Colegas prestes a golfar, golfando ou pós-golfada foram os inimigos número 1 da minha juventude. O que era um problema, porque, sabemos, nessa fase da vida existem muitos elementos que se enquadram nas três classificações acima.

Amigos, familiares e analistas tentaram, em vão, me trazer para a realidade. "Mas o que pode acontecer de tão horrível em uma cena de vômito?" Só a palavra "vômito" inserida na frase já me causava fobia, então eu mudava de assunto.

A diretora de cinema mais premiada e badalada do momento (Carol, não vou contar que é você) sempre foi minha parceira de emetofobia. Além do pavor de presenciar algum vômito, também éramos, obviamente, bastante fóbicas com nosso próprio enjoo. Carol certa vez teve intoxicação alimentar, ficou internada no hospital e não golfou. Comemoramos cinco, dez, 15 anos sem vomitar. Até que engravidei (e vomitei), e Carol me ligou para dar parabéns. "Você é meu exemplo, Tati." As duas sérias, contemplativas, emocionadas. Nada tinha a ver com o bebê em minha barriga, mas com o fato de que, num ato heroico, eu havia dispensado todo o café da manhã. Carol quase ganhando um Oscar, e eu apenas inviabilizando um tapete de lavabo.

Passei uma década a fim de um jovem talentoso que trabalhava como redator publicitário. Quando fomos pra Cannes, no festival de publicidade, ele finalmente me deu bola. Dez anos sonhando com o momento em que o rapaz me notaria. Mas me contaram que três dias antes ele tinha vomitado, e eu o deixei falando sozinho.

Grafitte
Grafitte - Jon Tyson na Unsplash

Minha estimada amiga Letícia (perdão pela exposição, mas sabemos que eu faço isso com as pessoas) passou mal em uma festa de Ano-Novo. Estávamos dançando em uma praia da Bahia quando ela virou de lado, vomitou, voltou com o rosto para a frente, sorriu para mim ("fiquei meio enjoada", confessou) e seguiu dançando.
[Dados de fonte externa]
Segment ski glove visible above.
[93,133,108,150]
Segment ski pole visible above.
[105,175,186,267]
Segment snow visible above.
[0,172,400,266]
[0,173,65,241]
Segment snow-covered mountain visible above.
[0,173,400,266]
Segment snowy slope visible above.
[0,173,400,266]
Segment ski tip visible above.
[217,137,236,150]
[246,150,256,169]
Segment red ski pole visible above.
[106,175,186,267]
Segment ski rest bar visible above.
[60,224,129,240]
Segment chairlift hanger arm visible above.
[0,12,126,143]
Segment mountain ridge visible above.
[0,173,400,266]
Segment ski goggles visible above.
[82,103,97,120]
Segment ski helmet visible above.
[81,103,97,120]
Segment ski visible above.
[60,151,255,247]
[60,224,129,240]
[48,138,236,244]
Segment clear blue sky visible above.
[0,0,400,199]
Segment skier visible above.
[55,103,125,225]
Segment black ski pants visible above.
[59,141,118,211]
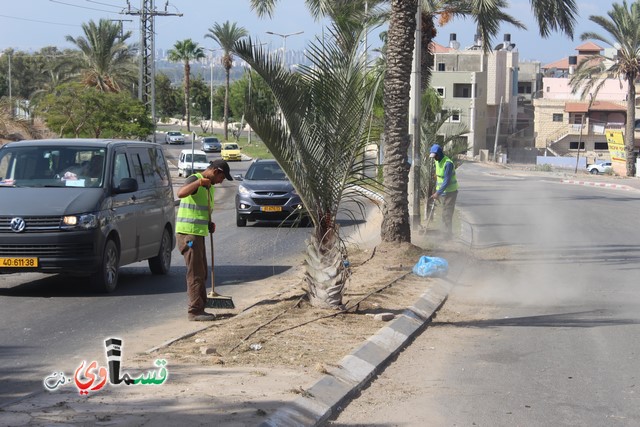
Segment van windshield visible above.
[0,145,106,187]
[185,154,209,163]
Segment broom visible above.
[204,184,236,309]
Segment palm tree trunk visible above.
[305,231,347,308]
[184,60,191,132]
[223,67,231,141]
[381,0,417,242]
[624,75,636,176]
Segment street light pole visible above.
[208,47,222,134]
[267,31,304,68]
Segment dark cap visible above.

Aquilo me deixou perplexa. Como assim ficou "meio enjoada", resolveu em dois segundos e continuou dançando? Se eu ficasse "meio enjoada" seria um desfile de ambulâncias, parentes rezando e anjos enviados de volta ao plano terrestre.

Eu não sabia se a canonizava ou rompia a amizade. Não sabia se chorava, dizendo "Deus, então isso é um ser humano livre da tormenta? Que bela amostragem, senhor!", ou se protestava de joelhos: "Deus, que espécie humana bizarra é essa que me destes como parceira de esbórnia?". Vômitos me deixavam tão abismada pelo mistério da vida que nesses momentos eu costumava conversar bastante com Deus.

Viajar com amigos era sempre um suplício. Não bastasse meu pavor de ficar nauseada nas curvas da estrada, eu ainda tinha que lidar com o medo descomunal de que todos as pessoas no carro ficassem enjoadas. "Não posso vomitar, eles não podem vomitar. Não posso vomitar, eles não podem vomitar." Eu pensava isso da hora em que o carro saía da minha casa até chegar à porta do hotel.

Daí nasceu minha filha.

Há aproximadamente seis anos venho sendo alvejada, dos pés à cabeça, por inesperados e potentes jatos azedos. Minha filha já vomitou no meu cabelo ou dentro do meu sutiã e ontem cegou meu olho direito com o retorno raivoso de um suco de laranja. Sinto zero nojo, zero náusea, zero incômodo.

Toda vez que me perguntam o que a maternidade me ensinou, tenho vontade de responder: "a ser gente".